= Berman and Company =

American public relations firm

Berman and Company is a Washington, D.C.–based public affairs and non-profit management firm founded by lawyer and former lobbyist Richard Berman. Richard Berman retired in 2023, and the firm currently has three owners and partners. In addition to its public relations clients, Berman and Company runs several industry-funded non-profit organizations such as the Center for Consumer Freedom, the Center for Union Facts, and the Employment Policies Institute. The non-profits have worked on issues including obesity, health care, food safety, labor law, alcohol, and government regulation. The firm is known for campaigns that include aggressive advertising, opposition research, and online communications.

==Operations==
According to a 2006 USA Today profile, Berman and Company employs 28 people, and brings in $10 million per year.

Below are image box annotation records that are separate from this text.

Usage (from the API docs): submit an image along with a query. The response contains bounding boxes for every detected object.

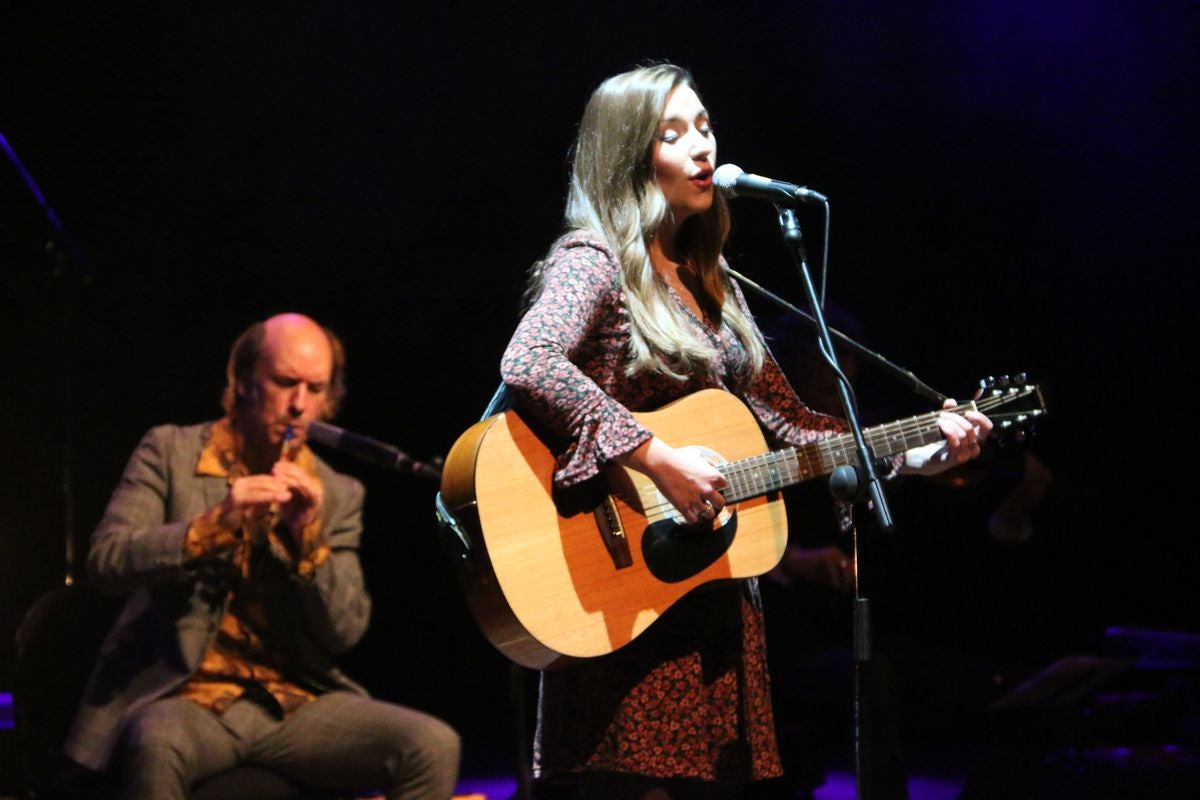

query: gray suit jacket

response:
[65,423,371,770]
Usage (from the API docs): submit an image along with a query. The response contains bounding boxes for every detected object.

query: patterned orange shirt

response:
[176,417,330,717]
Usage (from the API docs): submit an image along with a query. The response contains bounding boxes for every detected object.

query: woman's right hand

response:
[619,438,725,525]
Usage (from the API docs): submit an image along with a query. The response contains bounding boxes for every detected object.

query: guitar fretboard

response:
[719,403,976,503]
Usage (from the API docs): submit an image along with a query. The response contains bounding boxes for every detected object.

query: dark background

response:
[0,0,1200,786]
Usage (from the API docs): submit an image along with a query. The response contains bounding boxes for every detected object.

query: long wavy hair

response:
[529,64,763,380]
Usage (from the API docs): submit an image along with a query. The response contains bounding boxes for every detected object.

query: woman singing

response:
[502,65,991,799]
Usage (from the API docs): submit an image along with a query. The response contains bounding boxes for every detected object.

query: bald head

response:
[222,313,346,419]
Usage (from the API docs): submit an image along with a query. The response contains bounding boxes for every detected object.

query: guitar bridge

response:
[593,495,634,570]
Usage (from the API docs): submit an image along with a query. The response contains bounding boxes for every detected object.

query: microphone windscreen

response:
[713,164,745,197]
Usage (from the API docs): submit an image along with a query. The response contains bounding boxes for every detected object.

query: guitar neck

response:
[720,403,974,503]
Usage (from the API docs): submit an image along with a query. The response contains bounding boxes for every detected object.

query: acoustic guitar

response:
[438,385,1045,669]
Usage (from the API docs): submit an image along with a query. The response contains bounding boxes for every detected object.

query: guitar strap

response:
[479,380,512,420]
[433,381,512,558]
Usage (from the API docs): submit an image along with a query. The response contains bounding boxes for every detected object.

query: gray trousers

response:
[119,692,460,800]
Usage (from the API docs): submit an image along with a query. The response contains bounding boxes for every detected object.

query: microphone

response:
[308,420,442,481]
[713,164,829,205]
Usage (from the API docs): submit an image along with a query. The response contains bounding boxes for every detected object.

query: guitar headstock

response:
[974,372,1049,446]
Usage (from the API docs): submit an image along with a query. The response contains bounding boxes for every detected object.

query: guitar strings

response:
[640,386,1033,517]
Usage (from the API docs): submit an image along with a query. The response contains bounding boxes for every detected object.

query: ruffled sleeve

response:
[500,233,652,488]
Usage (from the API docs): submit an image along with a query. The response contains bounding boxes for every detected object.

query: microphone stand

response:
[0,133,91,587]
[722,264,949,405]
[779,203,897,800]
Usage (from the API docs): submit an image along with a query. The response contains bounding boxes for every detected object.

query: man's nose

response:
[288,384,312,416]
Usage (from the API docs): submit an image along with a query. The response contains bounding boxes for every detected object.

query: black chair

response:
[13,583,329,800]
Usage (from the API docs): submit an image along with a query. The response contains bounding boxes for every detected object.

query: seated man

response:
[66,314,460,800]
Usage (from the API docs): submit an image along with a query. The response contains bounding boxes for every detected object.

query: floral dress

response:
[500,231,845,782]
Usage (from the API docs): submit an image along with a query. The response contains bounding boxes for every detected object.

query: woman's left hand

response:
[900,398,991,475]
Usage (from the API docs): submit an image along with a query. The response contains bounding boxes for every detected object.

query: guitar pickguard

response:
[642,509,738,583]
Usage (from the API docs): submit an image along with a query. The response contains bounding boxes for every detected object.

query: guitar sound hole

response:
[642,511,738,583]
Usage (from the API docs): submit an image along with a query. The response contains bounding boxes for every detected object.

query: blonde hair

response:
[530,64,763,380]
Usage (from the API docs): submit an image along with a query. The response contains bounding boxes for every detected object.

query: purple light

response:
[455,775,517,800]
[0,692,14,730]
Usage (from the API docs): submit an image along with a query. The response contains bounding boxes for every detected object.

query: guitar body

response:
[442,390,787,668]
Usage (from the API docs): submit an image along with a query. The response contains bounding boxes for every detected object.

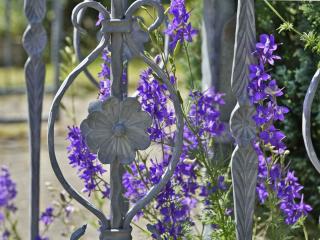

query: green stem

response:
[263,0,302,36]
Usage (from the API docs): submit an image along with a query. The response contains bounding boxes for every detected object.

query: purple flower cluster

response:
[40,207,54,226]
[137,64,175,142]
[0,166,17,212]
[248,34,311,225]
[165,0,198,52]
[67,127,109,195]
[123,58,225,239]
[123,153,199,240]
[0,166,17,239]
[98,50,111,101]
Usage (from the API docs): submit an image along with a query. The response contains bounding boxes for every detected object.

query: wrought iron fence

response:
[19,0,320,240]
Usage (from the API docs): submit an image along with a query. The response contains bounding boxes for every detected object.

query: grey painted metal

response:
[23,0,47,240]
[2,0,13,67]
[51,0,63,92]
[201,0,237,122]
[302,69,320,173]
[48,0,184,240]
[230,0,258,240]
[73,0,99,87]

The company has created a number of non-profits, including the Center for Consumer Freedom and the Center for Union Facts. These non-profits have challenged organizations like Mothers Against Drunk Driving, the Center for Science in the Public Interest, the U.S. Centers for Disease Control and Prevention, The Humane Society of the United States, teachers' unions, labor unions, trial lawyers among others and former New York mayor Michael Bloomberg.

==Clients==
While Berman and others associated with Berman and Company do not publicly name specific clients, they admit to working with companies in the food, restaurant, retail and beverage industries. 60 Minutes obtained a list from 2002 of the companies that fund the Center for Consumer Freedom. Among the parties named were The Coca-Cola Company, Tyson Foods, Outback Steakhouse, Wendy's, Brinker International (parent company of Chili's and Macaroni Grill), and Arby's.

==Income==

For 2012, Berman and Company billed the Employment Policies Institute $1.1 million for services, 44 percent of EPI's total budget.